The zero copy methods generally consist of allocates and sends. If you call allocate on an "object" type, the function will properly call the constructor to initialize any internal data members so that the returned memory is fully ready to use.

   /**
    * allocate - returns a reference to a writeable 
    * member at the tail of the FIFO.  You must have 
    * a subsequent call to send() in order to release
    * this object to the FIFO once it is written.
    * If the user needs to de-allocate the memory without
    * using it, they can call the deallocate function.
    * @return  T&
    */
   template < class T > T& allocate();
   template < class T > T& allocate( Args&&... params );

Analog to these two there are the allocate_s methods which are slightly different. Instead of returning a reference to the allocated memory, they return an object. To access the memory returned via the allocate_s call the user must de-reference the object. The advantage of using this allocate function is brevity. As the object created exists the scope it exists in, it is released to the downstream port. Link to info on auto-release objects link.

   /**
    * allocate_s - "auto-release" version of allocate,
    * where the action of pushing the memory allocated
    * to the consumer is handled by the returned object
    * exiting the calling stack frame. There are two functions
    * here, one that uses the object constructor type. This
    * one is for object types.
    * @return autorelease< T, allocatetype >
    */
   template < class T > autorelease_obj allocate_s();
   template < class T > autorelease_obj allocate_s( Args&&... params );

So what happens if you allocate memory that you don't end up using. Enter the deallocate function, it returns the memory to the free pool so that it can be used elsewhere. It is quite important that you call this function rather than holding on to the memory since the queue cannot be resized while a kernel has a "hold" on an allocation.

   /**
    * deallocate - call if you've decided that you want to release
    * the memory called via any of the above deallocate calls 
    * without sending it to the downstream kernel. Fails silently
    * if allocate wasn't called in the first place.
    */
   void deallocate();

Now we're on to the non-zero copy functions. For small transfers, this is the way to go. With the push family of functions, a reference is pushed to the queue. Object types must have a copy constructor defined, fundamental types need no further action.

   /**
    * push - function which takes an object of type T and a 
    * signal, makes a copy of the object using the copy 
    * constructor and passes it to the FIFO along with the
    * signal which is guaranteed to be delivered at the 
    * same time as the object (if of course the receiving 
    * object is responding to signals). There are specific
    * templates for object types and fundamental types to
    * optimize the logic for each (i.e. calling constructors
    * vs. simply copy).
    * @param   item -  T&
    * @param   signal -  raft::signal, default raft::none
    */
   template < class T, void push( const T &item, 
                                  const raft::signal signal = raft::none )
   template < class T, void push( const T &&item, 
                                  const raft::signal signal = raft::none )

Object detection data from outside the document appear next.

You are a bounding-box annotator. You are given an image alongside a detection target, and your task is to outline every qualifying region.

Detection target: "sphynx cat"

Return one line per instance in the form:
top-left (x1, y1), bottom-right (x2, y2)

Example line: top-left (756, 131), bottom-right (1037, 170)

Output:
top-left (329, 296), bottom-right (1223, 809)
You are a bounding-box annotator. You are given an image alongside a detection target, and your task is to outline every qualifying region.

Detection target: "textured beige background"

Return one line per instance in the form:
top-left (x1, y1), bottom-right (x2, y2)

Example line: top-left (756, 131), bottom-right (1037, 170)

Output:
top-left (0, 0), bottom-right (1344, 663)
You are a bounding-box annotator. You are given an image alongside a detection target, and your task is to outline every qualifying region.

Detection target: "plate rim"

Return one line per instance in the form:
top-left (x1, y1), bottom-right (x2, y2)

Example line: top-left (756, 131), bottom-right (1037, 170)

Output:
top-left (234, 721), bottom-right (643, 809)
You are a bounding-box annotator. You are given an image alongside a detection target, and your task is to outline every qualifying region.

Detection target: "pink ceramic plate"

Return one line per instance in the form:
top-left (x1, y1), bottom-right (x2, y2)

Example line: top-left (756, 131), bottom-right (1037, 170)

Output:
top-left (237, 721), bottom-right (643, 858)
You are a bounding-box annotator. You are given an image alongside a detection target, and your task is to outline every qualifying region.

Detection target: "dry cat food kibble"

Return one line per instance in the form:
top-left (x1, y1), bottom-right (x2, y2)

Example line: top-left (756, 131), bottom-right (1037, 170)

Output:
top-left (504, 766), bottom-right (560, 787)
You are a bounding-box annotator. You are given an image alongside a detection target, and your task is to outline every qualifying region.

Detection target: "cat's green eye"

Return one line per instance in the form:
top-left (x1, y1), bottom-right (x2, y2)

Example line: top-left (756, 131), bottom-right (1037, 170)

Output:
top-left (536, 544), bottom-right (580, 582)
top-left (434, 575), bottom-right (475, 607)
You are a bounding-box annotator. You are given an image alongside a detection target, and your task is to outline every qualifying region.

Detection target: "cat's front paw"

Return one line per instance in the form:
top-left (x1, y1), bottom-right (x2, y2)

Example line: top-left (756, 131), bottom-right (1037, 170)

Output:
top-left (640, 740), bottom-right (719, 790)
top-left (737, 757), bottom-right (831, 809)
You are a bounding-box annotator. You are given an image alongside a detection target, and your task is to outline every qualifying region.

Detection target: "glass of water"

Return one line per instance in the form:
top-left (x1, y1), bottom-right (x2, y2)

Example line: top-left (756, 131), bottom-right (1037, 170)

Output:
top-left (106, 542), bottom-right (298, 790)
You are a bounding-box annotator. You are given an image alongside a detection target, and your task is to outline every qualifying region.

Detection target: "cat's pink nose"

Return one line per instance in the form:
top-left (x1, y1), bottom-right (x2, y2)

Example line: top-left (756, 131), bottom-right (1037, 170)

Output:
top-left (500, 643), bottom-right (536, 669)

There are many cases when you might need to transfer a C++ container to another kernel. To do so, you must transfer the items contained in it downstream. The way to do that is through the insert method which uses standard C++ iterator semantics.

   /**
    * insert - inserts the range from begin to end in the FIFO,
    * blocks until space is available.  If the range is greater
    * than the space available it'll simply block and add items
    * as space becomes available.  There is the implicit assumption
    * that another thread is consuming the data, so eventually there 
    * will be room.
    * @param   begin - iterator_type, iterator to begin of range
    * @param   end   - iterator_type, iterator to end of range
    * @param   signal - raft::signal, default raft::none
    */
   template< class iterator_type >
   void insert(   iterator_type begin,
                  iterator_type end,
                  const raft::signal signal = raft::none )

Now there is the issue of getting data from the input side. The simplest (single copy) way involves passing a reference to the pop function. The user also has the option (as in fact they do with many of the functions) of passing a pointer to a signal element so that asynchronous signals might be received. With all the pop methods, once you call them, the memory is yours to do with as you please. No further action is needed.

   /**
    * pop - pops the head of the queue.  If the receiving
    * object wants to watch use the signal, then the signal
    * parameter should not be null.
    * @param   item - T&
    * @param   signal - raft::signal
    */
   template< class T > void pop( T &item, raft::signal *signal = nullptr )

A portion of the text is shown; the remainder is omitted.